Test cases (golden set)
    ↓
Generate model outputs
    ↓
LLM-as-judge scoring
    ↓
Metrics dashboard + regression alerts
import json
from dataclasses import dataclass

@dataclass
class EvalCase:
    input: str
    expected: str
    metadata: dict

def run_eval(cases: list[EvalCase], model: str) -> dict:
    results = []
    for case in cases:
        # Generate
        response = client.messages.create(
            model=model,
            max_tokens=512,
            messages=[{"role": "user", "content": case.input}],
        )
        output = response.content[0].text

        # Judge
        score = llm_judge(
            input=case.input,
            expected=case.expected,
            actual=output,
        )
        results.append({"case": case, "output": output, "score": score})

    return {
        "model": model,
        "avg_score": sum(r["score"] for r in results) / len(results),
        "pass_rate": sum(1 for r in results if r["score"] >= 4) / len(results),
        "results": results,
    }

When to use: before every model update, after every prompt change, in CI/CD pipeline.

Gotchas: golden sets go stale. Review and update them quarterly.
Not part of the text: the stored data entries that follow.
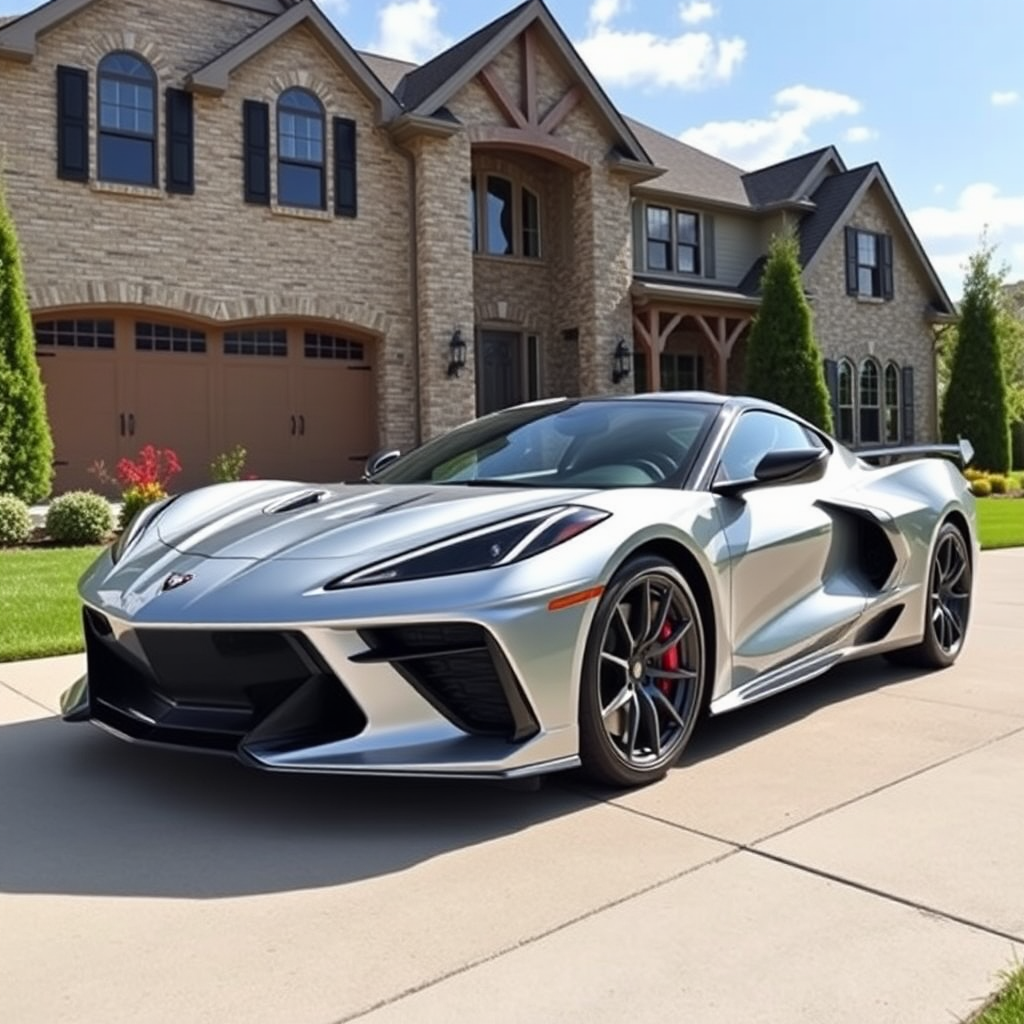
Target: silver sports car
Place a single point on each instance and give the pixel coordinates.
(564, 583)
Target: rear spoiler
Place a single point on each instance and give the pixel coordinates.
(962, 452)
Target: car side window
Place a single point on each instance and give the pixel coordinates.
(755, 434)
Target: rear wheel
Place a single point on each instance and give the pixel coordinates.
(643, 675)
(947, 607)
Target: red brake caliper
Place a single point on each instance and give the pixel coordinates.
(670, 660)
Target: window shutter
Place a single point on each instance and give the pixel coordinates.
(851, 261)
(830, 368)
(344, 167)
(886, 249)
(907, 403)
(709, 246)
(73, 124)
(180, 147)
(256, 141)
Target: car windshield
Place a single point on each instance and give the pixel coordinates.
(564, 443)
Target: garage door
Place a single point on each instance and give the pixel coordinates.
(300, 400)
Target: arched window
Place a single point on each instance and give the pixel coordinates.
(870, 425)
(844, 429)
(127, 120)
(894, 417)
(300, 150)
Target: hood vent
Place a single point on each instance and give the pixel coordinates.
(295, 502)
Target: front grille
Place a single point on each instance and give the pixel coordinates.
(461, 671)
(212, 688)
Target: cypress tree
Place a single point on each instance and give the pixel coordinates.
(27, 460)
(783, 361)
(975, 402)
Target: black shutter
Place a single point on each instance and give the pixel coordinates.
(73, 124)
(830, 368)
(344, 167)
(256, 141)
(709, 246)
(180, 147)
(851, 261)
(907, 383)
(886, 251)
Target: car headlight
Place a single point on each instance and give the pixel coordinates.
(488, 547)
(139, 523)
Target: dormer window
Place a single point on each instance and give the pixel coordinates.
(672, 240)
(127, 120)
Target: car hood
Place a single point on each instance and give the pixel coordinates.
(274, 519)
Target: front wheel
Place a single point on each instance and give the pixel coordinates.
(643, 675)
(947, 607)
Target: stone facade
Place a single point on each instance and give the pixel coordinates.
(855, 328)
(401, 275)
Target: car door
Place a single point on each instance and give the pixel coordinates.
(788, 598)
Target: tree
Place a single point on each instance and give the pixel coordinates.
(783, 361)
(975, 401)
(27, 460)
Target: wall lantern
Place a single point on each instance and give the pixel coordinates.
(457, 353)
(621, 361)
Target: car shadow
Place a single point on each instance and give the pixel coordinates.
(82, 813)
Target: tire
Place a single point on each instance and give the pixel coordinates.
(643, 675)
(948, 606)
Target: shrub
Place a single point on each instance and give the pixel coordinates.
(79, 517)
(15, 522)
(228, 465)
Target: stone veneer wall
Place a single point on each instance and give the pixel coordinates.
(856, 328)
(211, 254)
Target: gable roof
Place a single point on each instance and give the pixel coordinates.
(213, 78)
(429, 87)
(689, 171)
(18, 35)
(837, 201)
(790, 179)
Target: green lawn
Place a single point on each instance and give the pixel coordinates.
(1000, 522)
(39, 609)
(1008, 1006)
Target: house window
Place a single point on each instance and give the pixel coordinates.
(844, 401)
(673, 242)
(497, 205)
(893, 417)
(300, 150)
(870, 425)
(164, 338)
(868, 264)
(272, 342)
(127, 120)
(75, 334)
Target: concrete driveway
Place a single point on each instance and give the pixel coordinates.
(852, 851)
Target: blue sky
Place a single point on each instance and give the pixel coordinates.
(933, 91)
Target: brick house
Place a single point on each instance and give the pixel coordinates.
(237, 228)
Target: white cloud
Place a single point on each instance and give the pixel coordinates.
(859, 133)
(759, 141)
(695, 11)
(409, 31)
(977, 206)
(628, 57)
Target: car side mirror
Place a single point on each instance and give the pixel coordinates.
(379, 460)
(779, 466)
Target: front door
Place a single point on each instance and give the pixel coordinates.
(499, 371)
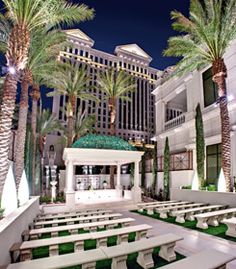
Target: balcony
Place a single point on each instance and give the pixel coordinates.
(175, 122)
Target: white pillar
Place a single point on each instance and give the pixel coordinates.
(70, 191)
(136, 190)
(118, 184)
(69, 177)
(136, 175)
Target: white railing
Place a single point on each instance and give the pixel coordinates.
(175, 122)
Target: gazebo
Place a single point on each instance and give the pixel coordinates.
(101, 150)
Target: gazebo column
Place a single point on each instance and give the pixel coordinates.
(70, 190)
(118, 184)
(136, 190)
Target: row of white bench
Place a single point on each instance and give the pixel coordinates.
(118, 254)
(205, 214)
(63, 215)
(73, 229)
(25, 248)
(69, 221)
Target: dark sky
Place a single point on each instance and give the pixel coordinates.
(146, 23)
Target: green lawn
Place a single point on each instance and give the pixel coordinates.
(216, 231)
(91, 244)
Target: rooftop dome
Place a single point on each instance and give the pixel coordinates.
(93, 141)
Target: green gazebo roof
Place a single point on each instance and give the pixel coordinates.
(93, 141)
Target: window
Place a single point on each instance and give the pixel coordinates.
(209, 88)
(213, 162)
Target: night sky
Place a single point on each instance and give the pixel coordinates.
(146, 23)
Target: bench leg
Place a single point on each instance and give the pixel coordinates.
(54, 234)
(119, 262)
(163, 215)
(231, 230)
(91, 265)
(145, 259)
(167, 252)
(79, 246)
(180, 218)
(75, 231)
(140, 235)
(213, 222)
(123, 238)
(150, 212)
(25, 255)
(53, 250)
(102, 242)
(202, 224)
(34, 237)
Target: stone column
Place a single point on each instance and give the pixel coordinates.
(136, 190)
(118, 185)
(70, 191)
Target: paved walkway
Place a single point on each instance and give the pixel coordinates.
(193, 242)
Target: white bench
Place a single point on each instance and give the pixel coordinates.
(73, 229)
(85, 258)
(151, 208)
(72, 214)
(168, 210)
(231, 224)
(118, 254)
(207, 259)
(142, 206)
(122, 234)
(69, 221)
(213, 218)
(188, 214)
(144, 247)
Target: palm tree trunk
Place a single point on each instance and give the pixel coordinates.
(35, 97)
(112, 132)
(70, 123)
(219, 75)
(21, 131)
(6, 115)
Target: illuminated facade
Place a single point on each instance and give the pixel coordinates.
(134, 120)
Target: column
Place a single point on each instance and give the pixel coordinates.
(70, 191)
(136, 190)
(69, 177)
(118, 185)
(136, 175)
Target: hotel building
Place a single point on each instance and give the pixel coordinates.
(175, 101)
(135, 119)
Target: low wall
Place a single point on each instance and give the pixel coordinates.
(212, 197)
(13, 225)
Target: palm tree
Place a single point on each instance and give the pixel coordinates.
(46, 124)
(83, 124)
(26, 16)
(43, 53)
(70, 80)
(116, 86)
(208, 32)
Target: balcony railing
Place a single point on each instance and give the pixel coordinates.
(175, 122)
(178, 161)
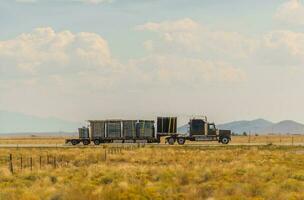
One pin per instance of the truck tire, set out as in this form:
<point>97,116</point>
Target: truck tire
<point>181,141</point>
<point>97,142</point>
<point>86,142</point>
<point>74,142</point>
<point>225,140</point>
<point>171,141</point>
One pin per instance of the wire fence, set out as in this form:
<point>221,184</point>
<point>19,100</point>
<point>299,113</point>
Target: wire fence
<point>18,163</point>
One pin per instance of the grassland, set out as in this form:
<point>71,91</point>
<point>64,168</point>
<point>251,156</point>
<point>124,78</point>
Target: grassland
<point>219,172</point>
<point>261,139</point>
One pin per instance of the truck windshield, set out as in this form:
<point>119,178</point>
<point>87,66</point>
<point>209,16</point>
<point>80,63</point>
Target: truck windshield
<point>211,126</point>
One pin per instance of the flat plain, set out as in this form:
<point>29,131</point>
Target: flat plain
<point>266,171</point>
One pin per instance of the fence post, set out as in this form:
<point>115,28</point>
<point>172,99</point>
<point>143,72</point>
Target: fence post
<point>31,163</point>
<point>292,140</point>
<point>105,155</point>
<point>21,163</point>
<point>11,163</point>
<point>40,162</point>
<point>55,162</point>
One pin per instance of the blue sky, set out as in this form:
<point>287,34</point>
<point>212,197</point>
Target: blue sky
<point>81,59</point>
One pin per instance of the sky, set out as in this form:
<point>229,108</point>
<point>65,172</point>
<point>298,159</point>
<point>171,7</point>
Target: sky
<point>97,59</point>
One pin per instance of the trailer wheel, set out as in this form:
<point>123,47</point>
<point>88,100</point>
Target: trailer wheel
<point>171,141</point>
<point>225,140</point>
<point>86,142</point>
<point>74,142</point>
<point>96,142</point>
<point>181,141</point>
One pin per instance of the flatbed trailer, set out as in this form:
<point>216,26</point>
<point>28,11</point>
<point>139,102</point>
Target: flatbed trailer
<point>143,131</point>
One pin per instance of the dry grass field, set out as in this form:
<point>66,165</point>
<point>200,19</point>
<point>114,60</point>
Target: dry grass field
<point>261,139</point>
<point>151,172</point>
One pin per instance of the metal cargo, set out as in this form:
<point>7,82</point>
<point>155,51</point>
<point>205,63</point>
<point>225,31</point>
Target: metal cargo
<point>129,128</point>
<point>97,129</point>
<point>113,128</point>
<point>145,129</point>
<point>166,125</point>
<point>83,133</point>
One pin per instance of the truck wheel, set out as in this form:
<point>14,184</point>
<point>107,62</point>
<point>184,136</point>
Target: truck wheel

Pattern 7: Hybrid Human-AI Workflow

AI handles the bulk; humans handle exceptions, edge cases, and quality gates.

Input volume
    ↓
AI triage (confidence scoring)
    ↓
High confidence → AI handles automatically
Low confidence  → Queue for human review
    ↓
Human reviews → Labels feed back to improve AI
async def hybrid_process(item: str) -> dict:
    response = await client.messages.create(
        model="claude-sonnet-4-6",
        max_tokens=512,
        messages=[{"role": "user", "content": item}],
    )

    output = response.content[0].text
    confidence = estimate_confidence(response)

    if confidence >= 0.9:
        # Auto-approve
        await db.save_result(item, output, reviewed_by="ai")
        return {"status": "auto", "output": output}
    else:
        # Queue for human
        task_id = await human_review_queue.enqueue(item, output)
        return {"status": "pending_review", "task_id": task_id}

When to use: content moderation, medical coding, legal review, financial decisions — anywhere AI needs human oversight for edge cases.


Combining Patterns

Real systems combine patterns:

SystemPatterns used
Customer support botRAG chatbot + Classification routing + Hybrid human-AI
Code review toolDocument processing + Agentic loop + Evaluation pipeline
Research assistantAgentic loop + Multi-agent + RAG chatbot
Content platformClassification + Document processing + Evaluation

Key Facts

  • 7 patterns cover ~90% of production AI systems; most real apps combine 2-3 patterns
  • RAG chatbot stack: FastAPI/Next.js + Anthropic API + pgvector/Qdrant + Langfuse
  • Classification routing: always use Haiku or a small open model — never Sonnet/Opus for classification at scale
  • Agentic loop: always bound with max_steps; log every tool call; require human-in-the-loop for irreversible actions
  • Multi-agent via LangGraph: context does not flow automatically between agents — design handoffs explicitly
  • Evaluation pipeline: LLM-as-judge score >= 4 as pass threshold; golden sets go stale — review quarterly
  • Hybrid human-AI: confidence >= 0.9 threshold for auto-approve; low confidence queued for human review
  • Batch API for document processing pipeline: 50% cheaper, async, up to 10,000 requests per batch

Connections

Open Questions

  • At what point does combining Pattern 1 (RAG chatbot) and Pattern 4 (agentic loop) justify the added complexity over a simpler RAG-only system?
  • Does Pattern 7 (hybrid human-AI) confidence thresholding generalise across domains, or does every domain need calibrated thresholds?
  • Is the multi-agent pipeline (Pattern 5) genuinely better than a well-structured single-agent loop for content generation, or does the coordination overhead outweigh the gains?